General information
- Location: 800, boul. Saint-Martin Ouest Laval, Quebec Canada
- Coordinates: 45°34′23″N 73°42′59″W﻿ / ﻿45.5731°N 73.7163°W

History
- Opened: 1997
- Closed: April 2007

Former services
| Preceding station | Exo |  |  | Following station |
| Vimont toward Saint-Jérôme |  | Line 12 – Saint-Jérôme |  | Bois-de-Boulogne toward Lucien-L'Allier |

Location

= Saint-Martin station (Laval, Quebec) =

Former railway station in Quebec, Canada

Saint-Martin was a railway station on the Saint-Jérôme line at 800, boul. Saint-Martin Ouest (corner of boulevard Industriel) in Laval, Quebec, Canada. The station was one of the original four stations of the temporary Blainville line opened in 1997 to serve commuters during the construction on the Marius Dufresne Bridge.
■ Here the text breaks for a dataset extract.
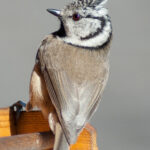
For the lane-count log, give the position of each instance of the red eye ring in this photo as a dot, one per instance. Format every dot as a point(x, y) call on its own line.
point(76, 17)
The station was closed in April 2007 with the opening of the Montreal Metro in Laval, due to its proximity to the De la Concorde station, 1.65 km south. The station was located at Boulevard Saint Martin. This station had 190 parking spaces.

== History ==
Saint-Martin Junction, a former Canadian Pacific Railway station, was located further north at the point where the CP lines, now QGR lines, to Ottawa and Quebec City separated. This station was used by Via Rail until January 1990.